Commission welcomes findings of Special Rapporteur
The Scottish Human Rights Commission welcomes the preliminary statements made by the UN Special Rapporteur on the right to adequate housing on the conclusion of her mission to the UK.
The Commission was pleased to help facilitate discussions between the Special Rapporteur and a wide range of civil society organisations in Scotland during her visit.
The recommendations made by the Special Rapporteur will be considered by the Drafting Group developing Scotland’s first National Action Plan for Human Rights, which we aim to launch in December 2013. The National Action Plan will be a roadmap for the progressive realisation of internationally agreed human rights, including the right to adequate housing contained within the International Covenant on Economic, Social and Cultural Rights.

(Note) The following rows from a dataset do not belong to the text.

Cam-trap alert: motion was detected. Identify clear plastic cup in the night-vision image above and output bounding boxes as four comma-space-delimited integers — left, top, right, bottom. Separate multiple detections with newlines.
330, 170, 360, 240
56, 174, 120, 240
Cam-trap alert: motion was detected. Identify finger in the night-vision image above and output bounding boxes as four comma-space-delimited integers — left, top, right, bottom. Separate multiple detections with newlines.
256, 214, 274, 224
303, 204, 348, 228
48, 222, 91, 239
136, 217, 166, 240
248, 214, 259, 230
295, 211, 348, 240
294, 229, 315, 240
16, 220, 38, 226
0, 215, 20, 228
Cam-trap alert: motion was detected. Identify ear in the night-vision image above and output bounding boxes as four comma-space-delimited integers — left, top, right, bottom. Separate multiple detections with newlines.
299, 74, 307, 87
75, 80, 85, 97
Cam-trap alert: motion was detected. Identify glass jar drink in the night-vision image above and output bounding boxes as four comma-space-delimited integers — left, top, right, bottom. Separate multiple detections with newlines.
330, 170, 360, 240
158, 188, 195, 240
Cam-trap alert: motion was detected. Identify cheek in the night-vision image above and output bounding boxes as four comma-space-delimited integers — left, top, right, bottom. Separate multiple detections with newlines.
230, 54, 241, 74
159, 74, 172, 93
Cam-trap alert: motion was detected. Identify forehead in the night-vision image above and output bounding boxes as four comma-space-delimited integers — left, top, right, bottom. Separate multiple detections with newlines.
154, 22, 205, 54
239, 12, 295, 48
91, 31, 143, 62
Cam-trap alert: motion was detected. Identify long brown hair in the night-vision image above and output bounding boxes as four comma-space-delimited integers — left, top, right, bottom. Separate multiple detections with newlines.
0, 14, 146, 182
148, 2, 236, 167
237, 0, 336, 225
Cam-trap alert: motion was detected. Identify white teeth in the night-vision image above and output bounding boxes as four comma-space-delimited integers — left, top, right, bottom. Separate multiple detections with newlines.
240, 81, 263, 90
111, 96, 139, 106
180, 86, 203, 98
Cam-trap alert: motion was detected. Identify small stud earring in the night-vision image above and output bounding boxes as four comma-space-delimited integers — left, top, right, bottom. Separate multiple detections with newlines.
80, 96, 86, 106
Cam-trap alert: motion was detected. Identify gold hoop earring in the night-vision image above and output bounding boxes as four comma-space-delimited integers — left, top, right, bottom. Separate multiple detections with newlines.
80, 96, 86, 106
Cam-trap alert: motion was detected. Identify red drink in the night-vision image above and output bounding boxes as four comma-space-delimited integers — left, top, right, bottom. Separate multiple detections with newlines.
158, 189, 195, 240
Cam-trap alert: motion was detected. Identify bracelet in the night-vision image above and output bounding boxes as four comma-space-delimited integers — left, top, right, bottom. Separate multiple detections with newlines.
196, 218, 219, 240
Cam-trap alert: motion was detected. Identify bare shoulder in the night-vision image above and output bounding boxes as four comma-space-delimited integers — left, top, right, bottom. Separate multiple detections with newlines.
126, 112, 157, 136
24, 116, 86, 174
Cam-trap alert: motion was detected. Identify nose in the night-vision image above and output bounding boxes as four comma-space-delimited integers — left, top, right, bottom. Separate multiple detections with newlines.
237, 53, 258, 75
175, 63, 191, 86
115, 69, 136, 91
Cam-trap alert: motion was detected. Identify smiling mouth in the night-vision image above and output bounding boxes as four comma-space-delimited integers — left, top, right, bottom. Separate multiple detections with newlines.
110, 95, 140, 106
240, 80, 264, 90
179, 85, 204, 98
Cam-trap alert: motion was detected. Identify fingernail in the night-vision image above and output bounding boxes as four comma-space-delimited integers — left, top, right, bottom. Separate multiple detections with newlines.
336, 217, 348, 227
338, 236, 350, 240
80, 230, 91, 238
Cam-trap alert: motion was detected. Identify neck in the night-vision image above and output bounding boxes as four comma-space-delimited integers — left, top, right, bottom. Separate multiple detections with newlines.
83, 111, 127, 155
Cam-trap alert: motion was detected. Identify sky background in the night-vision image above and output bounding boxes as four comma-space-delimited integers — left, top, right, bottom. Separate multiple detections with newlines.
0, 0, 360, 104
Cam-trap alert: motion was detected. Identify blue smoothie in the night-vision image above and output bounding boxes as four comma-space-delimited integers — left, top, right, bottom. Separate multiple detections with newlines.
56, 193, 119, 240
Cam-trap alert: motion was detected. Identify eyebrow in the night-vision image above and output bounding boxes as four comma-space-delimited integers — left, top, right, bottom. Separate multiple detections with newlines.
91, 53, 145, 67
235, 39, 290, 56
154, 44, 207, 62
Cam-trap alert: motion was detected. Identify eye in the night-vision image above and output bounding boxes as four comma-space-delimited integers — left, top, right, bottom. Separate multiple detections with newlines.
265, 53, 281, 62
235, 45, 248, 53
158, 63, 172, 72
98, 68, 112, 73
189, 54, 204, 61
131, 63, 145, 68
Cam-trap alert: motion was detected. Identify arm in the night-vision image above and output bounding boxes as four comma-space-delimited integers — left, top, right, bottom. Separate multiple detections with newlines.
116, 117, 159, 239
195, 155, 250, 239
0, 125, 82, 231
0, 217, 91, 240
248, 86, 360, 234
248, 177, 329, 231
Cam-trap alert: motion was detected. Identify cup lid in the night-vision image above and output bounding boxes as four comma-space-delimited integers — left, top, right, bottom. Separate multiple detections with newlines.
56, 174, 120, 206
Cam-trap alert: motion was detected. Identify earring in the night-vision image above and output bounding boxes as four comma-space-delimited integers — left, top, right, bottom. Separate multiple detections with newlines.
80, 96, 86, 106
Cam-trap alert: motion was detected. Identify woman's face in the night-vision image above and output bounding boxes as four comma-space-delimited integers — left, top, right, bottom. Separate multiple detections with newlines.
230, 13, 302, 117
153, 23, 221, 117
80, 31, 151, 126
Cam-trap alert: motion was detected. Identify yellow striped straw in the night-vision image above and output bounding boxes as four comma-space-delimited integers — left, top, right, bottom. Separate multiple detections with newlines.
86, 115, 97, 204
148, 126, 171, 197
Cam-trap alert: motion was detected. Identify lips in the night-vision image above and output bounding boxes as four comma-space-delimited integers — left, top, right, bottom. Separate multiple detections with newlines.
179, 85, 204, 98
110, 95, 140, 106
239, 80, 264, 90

The Commission notes in particular the recommendation made by the Special Rapporteur that the so called "bedroom tax" be immediately suspended and its human impact reviewed. The Commission has repeatedly recommended that welfare reform measures should be assessed based on their human rights impact both in design and implementation. This should happen as a matter of urgency.
The stated view of the Commission is that it is incorporation into domestic law of UN human rights treaties which would prevent and provide protection against any such human rights breaches in the future.
Our Chair Professor Alan Miller has repeatedly called for the incorporation of international treaty obligations into domestic law. He stated that:
“The main lesson for the future is the need to incorporate into domestic law the international treaty obligations which protect the rights to social security, adequate housing, an adequate standard of living and other economic, social and cultural rights.”
Note to editors:
UN Special Rapporteurs are unpaid independent experts appointed by member states of the UN Human Rights Council. For more information on the Special Rapporteur on the right to adequate housing see http://www.ohchr.org/EN/Issues/Housing/Pages/HousingIndex.aspx.
The UK has voluntarily undertaken the obligations in international law to implement the International Covenant on Economic, Social and Cultural Rights but has rejected repeated recommendations from UN human rights bodies that it incorporates it into domestic law so as to provide better protection to those living in the UK.